> [!quote]
>
> You should call it "entropy" and for two reasons: first, the function is already in use in thermodynamics under that name; second, and most importantly, most people don't know what entropy really is, and if you use the word "entropy" in an argument you will win every time!
>
> —John Von Neumann
> [!definition]
>
> $
> H(X) = \ev(I(X)) = -\sum_{j = 1}^n p_j \log_2(p_j)
> $
> The [[Entropy|entropy]] $H(X)$ of a discrete [[Random Variable|random variable]] $X$ is its [[Expectation|expected]] [[Information|information]], or a measure of uncertainty[^1]. In cases where the random variable is often unsurprising, the entropy is low. When it is regularly surprising, the entropy is high. Uncertainty represents the *potential information* to be gained by measuring a random variable.
>
> In cases where $p_j = 0$, $p_j \log_2(p_j)$ is not well defined.

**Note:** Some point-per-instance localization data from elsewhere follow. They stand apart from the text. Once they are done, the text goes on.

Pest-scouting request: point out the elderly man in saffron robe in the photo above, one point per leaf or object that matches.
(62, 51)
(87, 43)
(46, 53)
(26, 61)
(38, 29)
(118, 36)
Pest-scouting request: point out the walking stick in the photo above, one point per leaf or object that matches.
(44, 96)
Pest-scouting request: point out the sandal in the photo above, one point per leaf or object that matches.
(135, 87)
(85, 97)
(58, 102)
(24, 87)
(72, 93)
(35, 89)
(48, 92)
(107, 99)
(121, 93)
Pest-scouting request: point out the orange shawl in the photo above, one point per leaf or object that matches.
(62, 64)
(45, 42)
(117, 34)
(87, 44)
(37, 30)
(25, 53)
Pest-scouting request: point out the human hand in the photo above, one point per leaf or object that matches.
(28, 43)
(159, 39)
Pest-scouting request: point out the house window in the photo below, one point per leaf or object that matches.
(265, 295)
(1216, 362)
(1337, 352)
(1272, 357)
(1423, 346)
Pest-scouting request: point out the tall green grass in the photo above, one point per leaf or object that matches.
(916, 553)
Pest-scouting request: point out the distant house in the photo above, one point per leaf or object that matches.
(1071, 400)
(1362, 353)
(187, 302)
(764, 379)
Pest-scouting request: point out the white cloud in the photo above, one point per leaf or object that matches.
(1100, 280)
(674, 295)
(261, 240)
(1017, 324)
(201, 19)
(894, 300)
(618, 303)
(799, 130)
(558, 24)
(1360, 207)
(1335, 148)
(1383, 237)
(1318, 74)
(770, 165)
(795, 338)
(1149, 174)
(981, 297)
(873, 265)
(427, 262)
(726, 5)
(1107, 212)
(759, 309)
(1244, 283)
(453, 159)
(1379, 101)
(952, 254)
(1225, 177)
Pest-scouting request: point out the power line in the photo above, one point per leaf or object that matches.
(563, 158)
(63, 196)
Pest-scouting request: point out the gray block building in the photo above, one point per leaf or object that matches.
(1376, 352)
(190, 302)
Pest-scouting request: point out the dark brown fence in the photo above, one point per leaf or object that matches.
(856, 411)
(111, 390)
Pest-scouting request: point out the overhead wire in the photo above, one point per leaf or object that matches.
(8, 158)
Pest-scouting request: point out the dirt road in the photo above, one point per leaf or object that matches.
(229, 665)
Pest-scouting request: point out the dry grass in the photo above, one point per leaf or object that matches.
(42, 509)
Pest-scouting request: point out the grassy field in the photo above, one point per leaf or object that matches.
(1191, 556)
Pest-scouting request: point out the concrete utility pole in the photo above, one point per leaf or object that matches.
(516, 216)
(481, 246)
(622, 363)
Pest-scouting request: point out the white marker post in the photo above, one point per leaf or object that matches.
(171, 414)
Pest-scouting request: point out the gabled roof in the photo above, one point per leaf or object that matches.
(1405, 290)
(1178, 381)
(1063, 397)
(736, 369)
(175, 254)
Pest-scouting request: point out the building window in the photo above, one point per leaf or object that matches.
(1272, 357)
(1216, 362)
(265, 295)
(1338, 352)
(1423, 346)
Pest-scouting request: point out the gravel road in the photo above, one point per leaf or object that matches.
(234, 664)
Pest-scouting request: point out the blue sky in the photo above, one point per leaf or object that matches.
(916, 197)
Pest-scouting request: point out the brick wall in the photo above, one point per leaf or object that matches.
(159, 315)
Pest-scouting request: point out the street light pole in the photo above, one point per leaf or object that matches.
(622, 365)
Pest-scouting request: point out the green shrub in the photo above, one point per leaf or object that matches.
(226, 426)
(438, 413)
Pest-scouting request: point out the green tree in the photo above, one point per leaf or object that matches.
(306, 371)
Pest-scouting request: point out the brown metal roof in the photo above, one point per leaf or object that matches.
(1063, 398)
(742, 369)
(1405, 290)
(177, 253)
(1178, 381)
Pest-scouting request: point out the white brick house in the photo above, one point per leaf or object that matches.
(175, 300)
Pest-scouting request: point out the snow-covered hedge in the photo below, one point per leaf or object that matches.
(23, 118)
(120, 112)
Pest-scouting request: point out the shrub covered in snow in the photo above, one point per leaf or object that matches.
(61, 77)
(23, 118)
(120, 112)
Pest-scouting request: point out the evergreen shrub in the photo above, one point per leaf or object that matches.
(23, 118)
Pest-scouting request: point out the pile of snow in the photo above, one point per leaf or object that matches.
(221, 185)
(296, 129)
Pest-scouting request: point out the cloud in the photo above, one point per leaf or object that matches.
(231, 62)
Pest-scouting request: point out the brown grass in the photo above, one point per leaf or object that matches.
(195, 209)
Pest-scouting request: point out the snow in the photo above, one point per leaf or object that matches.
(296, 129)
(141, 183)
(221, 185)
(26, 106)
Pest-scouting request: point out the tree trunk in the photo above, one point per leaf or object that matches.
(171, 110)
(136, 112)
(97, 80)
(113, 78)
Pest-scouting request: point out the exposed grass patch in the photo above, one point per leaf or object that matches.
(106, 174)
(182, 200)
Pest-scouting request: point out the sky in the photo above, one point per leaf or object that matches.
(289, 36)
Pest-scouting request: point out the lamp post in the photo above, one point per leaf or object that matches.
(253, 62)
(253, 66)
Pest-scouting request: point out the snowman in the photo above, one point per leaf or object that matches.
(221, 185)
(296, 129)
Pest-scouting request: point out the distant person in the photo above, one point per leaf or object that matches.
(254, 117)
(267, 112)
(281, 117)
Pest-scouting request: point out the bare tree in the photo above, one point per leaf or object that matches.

For the purposes of entropy, $p\log_2(p)$ stands for the function $\phi: [0, 1] \to [0, \infty)$, where $\phi(p) = 0$ when $p = 0$, and $\phi(p) = p\log_2(p)$.
> [!theorem]
>
> Let $X$ be a discrete random variable:
> - $H(X) \ge 0$ and $H(X) = 0$ if and only if $X$ takes one of its values with certainty.
> - A [[Certain Random Variable|certain]] random variable never produces any new information because its outcome is already known.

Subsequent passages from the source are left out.